High Court grants request for testimony in oligarch row
Dispute between Russian businessmen centres on role of Irish company
The High Court has granted a request from the US authorities to have current and former directors of Irish-based Coral Petroleum give evidence in connection with a dispute between Russian oligarchs.
The $2bn dispute is between plaintiff Leonid Lebedev on one side and defendants Len Blavatnik and Viktor Vekselberg on the other. Vekselberg is a large shareholder in Dublin-based Falcon Oil & Gas via his Renova vehicle.
Lebedev, who made his money in the Russian oil sector and later became involved in the film industry, alleges that he entered into a joint venture with the defendants to help drive their effort to take control of oil and gas company TNK, publicly available American court documents state.

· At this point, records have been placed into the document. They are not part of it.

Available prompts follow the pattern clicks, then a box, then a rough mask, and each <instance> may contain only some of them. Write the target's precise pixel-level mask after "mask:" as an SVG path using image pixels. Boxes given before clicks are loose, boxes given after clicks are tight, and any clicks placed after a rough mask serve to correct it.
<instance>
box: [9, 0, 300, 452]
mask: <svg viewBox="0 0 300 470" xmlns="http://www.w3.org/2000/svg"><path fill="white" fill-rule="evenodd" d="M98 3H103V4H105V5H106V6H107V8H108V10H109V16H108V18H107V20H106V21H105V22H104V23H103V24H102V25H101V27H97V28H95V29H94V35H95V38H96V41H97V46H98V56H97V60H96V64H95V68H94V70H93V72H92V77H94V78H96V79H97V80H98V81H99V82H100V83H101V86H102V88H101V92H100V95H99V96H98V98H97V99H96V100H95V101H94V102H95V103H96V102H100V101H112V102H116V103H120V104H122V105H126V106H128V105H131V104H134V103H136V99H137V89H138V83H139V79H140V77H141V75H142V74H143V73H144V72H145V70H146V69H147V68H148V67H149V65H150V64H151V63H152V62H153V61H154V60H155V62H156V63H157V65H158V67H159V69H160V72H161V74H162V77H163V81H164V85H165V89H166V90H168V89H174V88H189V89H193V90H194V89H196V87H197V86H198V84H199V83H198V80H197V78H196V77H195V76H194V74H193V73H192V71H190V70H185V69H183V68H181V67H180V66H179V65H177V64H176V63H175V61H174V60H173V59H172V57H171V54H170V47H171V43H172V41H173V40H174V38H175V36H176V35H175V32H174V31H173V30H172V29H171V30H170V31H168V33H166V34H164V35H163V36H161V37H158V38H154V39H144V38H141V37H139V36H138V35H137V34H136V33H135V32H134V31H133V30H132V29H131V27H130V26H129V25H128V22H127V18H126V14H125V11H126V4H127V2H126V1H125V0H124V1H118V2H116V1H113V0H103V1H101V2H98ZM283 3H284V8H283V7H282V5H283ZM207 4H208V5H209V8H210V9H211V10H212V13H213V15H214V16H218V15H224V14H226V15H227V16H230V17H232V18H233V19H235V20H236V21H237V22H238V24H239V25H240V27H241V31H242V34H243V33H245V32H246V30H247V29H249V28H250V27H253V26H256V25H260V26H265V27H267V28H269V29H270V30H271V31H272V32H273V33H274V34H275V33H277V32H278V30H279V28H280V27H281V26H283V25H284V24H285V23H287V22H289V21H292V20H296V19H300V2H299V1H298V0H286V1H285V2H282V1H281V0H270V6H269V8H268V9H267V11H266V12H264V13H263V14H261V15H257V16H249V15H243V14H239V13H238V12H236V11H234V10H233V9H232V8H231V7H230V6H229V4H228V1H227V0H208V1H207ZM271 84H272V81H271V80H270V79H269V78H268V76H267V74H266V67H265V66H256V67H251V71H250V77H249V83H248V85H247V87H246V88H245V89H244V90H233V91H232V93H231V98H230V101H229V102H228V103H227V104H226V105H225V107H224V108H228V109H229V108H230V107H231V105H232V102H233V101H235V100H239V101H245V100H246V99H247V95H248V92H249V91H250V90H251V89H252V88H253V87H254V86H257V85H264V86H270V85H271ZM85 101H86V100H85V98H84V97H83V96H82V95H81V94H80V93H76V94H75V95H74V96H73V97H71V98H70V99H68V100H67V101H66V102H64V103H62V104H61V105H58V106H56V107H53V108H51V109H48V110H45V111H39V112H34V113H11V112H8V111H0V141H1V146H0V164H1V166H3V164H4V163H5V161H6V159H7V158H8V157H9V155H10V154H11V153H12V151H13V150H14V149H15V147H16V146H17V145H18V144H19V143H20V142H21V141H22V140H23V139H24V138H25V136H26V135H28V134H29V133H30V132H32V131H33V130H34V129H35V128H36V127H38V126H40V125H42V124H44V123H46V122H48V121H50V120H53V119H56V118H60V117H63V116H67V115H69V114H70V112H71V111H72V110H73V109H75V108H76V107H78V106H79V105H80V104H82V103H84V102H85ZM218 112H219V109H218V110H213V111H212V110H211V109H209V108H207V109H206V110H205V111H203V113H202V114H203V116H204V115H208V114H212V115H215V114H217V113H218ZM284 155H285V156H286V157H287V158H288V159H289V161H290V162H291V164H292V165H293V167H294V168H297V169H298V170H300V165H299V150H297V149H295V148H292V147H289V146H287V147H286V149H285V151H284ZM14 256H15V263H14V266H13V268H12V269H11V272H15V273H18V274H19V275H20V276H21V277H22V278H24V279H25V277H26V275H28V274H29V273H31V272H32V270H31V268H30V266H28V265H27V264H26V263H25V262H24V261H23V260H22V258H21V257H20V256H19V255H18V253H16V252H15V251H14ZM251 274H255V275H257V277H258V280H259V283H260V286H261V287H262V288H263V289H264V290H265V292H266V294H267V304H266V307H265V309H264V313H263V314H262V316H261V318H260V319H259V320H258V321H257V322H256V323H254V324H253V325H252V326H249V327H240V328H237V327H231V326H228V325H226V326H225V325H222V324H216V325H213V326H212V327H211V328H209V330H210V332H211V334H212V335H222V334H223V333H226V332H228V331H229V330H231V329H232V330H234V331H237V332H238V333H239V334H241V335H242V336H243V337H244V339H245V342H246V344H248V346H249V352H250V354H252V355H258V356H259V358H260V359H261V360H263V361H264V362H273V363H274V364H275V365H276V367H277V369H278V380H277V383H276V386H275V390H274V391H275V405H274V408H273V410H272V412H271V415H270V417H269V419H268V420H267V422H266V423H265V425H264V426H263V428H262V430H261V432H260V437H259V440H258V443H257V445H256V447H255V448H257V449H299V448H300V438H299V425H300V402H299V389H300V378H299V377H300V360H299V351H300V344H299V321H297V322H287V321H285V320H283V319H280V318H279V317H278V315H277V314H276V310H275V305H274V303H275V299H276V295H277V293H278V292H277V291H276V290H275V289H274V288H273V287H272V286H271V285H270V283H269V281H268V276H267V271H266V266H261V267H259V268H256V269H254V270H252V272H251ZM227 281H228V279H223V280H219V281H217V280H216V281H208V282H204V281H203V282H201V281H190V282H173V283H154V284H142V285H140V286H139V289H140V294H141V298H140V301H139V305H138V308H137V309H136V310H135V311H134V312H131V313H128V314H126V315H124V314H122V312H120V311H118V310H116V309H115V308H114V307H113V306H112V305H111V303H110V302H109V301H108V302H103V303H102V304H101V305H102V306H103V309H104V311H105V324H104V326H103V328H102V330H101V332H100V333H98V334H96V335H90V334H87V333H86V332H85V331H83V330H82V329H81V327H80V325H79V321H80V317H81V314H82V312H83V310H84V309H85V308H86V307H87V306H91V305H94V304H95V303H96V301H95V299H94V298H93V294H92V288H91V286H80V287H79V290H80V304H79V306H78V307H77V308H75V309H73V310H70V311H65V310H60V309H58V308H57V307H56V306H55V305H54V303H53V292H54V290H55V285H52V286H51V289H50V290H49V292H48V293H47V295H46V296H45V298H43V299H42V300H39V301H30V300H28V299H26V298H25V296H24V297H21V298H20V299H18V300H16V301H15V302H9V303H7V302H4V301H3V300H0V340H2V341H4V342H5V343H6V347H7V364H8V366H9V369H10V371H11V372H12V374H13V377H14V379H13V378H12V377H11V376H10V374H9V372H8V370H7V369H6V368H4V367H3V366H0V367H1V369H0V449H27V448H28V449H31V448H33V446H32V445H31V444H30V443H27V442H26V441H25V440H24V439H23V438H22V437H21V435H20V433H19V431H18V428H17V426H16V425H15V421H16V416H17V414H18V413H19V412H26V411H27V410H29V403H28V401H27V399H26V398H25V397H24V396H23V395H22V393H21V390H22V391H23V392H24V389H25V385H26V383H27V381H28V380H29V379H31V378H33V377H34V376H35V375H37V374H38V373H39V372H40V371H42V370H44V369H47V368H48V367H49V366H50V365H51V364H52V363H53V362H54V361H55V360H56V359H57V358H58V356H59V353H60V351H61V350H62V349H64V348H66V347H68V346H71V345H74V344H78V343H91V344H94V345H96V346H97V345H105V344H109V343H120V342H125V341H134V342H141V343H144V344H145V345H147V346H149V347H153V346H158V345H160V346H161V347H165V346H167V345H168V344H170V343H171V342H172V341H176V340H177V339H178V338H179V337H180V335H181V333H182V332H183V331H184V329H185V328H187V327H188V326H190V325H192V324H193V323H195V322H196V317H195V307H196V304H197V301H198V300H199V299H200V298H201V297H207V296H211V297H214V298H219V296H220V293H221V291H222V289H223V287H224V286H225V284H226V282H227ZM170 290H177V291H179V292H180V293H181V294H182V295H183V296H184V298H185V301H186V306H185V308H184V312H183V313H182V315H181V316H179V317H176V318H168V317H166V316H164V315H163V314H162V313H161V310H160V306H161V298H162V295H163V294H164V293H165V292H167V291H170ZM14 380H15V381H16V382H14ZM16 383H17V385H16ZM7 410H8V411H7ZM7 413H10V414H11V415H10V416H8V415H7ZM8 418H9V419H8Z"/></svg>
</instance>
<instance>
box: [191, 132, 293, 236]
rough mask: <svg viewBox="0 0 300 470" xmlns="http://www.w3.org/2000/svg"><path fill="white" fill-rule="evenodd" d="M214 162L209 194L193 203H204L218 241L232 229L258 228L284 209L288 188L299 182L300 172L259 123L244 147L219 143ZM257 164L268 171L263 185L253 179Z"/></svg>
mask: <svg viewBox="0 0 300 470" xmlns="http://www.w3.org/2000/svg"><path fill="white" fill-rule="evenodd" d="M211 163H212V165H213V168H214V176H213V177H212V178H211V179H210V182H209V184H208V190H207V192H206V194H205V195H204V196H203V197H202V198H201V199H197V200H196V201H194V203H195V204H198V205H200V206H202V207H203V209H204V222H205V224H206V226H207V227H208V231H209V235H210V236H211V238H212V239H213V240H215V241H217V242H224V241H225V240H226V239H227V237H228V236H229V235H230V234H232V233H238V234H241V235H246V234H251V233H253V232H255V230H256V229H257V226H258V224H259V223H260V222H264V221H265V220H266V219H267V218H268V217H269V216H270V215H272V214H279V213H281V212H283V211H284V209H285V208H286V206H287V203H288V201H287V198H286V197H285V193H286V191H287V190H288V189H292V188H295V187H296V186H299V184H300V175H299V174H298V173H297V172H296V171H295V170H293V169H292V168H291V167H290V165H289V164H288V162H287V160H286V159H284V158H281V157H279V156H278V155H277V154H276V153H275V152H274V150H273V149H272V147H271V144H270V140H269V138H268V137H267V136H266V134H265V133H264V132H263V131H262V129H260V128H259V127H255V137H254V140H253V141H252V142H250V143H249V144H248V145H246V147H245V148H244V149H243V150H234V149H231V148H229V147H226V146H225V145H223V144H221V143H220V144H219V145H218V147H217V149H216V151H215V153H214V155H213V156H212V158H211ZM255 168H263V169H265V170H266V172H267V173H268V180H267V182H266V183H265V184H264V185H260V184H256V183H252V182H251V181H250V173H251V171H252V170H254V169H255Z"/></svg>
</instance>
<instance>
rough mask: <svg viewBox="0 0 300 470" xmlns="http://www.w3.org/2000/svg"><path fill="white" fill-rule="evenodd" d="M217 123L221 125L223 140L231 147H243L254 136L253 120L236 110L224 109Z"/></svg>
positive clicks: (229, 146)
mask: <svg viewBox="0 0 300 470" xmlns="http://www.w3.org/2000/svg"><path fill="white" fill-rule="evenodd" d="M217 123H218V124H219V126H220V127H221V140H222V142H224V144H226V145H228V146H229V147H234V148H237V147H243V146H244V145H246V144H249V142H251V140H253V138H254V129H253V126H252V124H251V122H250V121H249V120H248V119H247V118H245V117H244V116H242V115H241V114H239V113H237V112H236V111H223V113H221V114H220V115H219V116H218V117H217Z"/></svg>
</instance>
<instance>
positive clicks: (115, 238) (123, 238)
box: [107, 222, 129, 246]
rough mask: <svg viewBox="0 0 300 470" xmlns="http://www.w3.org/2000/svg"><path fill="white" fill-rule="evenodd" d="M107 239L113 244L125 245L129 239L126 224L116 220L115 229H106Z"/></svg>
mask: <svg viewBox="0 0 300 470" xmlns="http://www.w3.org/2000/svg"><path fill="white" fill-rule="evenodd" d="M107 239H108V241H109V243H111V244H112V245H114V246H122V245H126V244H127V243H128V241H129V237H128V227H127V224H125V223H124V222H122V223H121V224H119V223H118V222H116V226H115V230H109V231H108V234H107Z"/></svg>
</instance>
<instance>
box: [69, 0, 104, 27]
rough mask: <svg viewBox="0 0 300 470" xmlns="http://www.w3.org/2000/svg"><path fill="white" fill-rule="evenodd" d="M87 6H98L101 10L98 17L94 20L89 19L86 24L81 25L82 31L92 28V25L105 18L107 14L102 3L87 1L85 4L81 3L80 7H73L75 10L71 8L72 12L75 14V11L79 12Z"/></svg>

He alleges that when the defendants later sold their interests in TNK to Russian state-owned Rosneft, he should have been entitled to at least $2bn.
Blavatnik and Vekselberg claim they never entered into a joint venture with Lebedev.
Coral's role in the case relates to whether a deal between it and a company controlled by the defendants bought out all Lebedev's interests in TNK stock, as claimed by Blavatnik and Vekselberg.
Lebedev contends that the deal only bought out his rights to receive dividends from TNK stock, not all his rights. He claims further that he wasn't bound by the Coral deal as he wasn't the company's owner.
He claims that Coral's owner was his deceased friend Martin Bartek, and claims that Bartek advised him to nominate Coral to receive the proceeds of a $600m promissory note issued by Blavatnik and Vekselberg.
All parties agree that Lebedev ultimately received the $600m via a Coral subsidiary called Agragorn, whose bank accounts Lebedev controlled. The court documents say that it is "unclear to Blavatnik and Vekselberg how Lebedev could control Agragorn's bank accounts if Agragorn was a wholly-owned subsidiary of Coral, but Lebedev had no control over Coral."
"Lebedev has submitted sworn testimony that Coral was owned by his friend, Martin Bartek, but Lebedev has also stated in a February 2014 interview with the Russian-language magazine Vedemosti, and in other documents, that Lebedev himself owned Coral," the documents say.
The New York Supreme Court asked for testimony from Coral directors and its auditors (Irish company Roberts Nathan), to try and shed light on the factual disputes between the parties. Company office records list Liam Grainger, with an address at Griffith Avenue in Dublin 9, and Helen O'Donovan, with an address at Trim Road in Navan, Co Meath, as previous Coral directors. Theofanis Philippou, a business associate of the president of Cyprus, is listed as a current director.
Both sides also dispute the nature of Coral's operations.
"Coral's publicly available records - including Coral's Memorandum of Association - indicate that the object for which the company was established is, inter alia, to act as a 'general agent on behalf of principals'. In addition, Coral's publicly available financial statements - audited by Roberts Nathan - indicate that Coral has had minimal financial activity and no substantial operations of any kind," the court documents say.
"Thus, Blavatnik's and Vekselberg's understanding is that, at all relevant times, Coral was merely a shell entity that Lebedev selected to act as his agent for purposes of entering transactions with Blavatnik and Vekselberg. Lebedev, however, contends that Coral is a 'well-known oil trading company' with substantial trading operations.
"To bolster this assertion, Lebedev purported to obtain a completely different set of financial statements - which are not publicly available and which appear to be audited by the Swiss firm Alber Rolle - from a colleague, Nikita Belous, who now works at Lebedev's company, Sintez."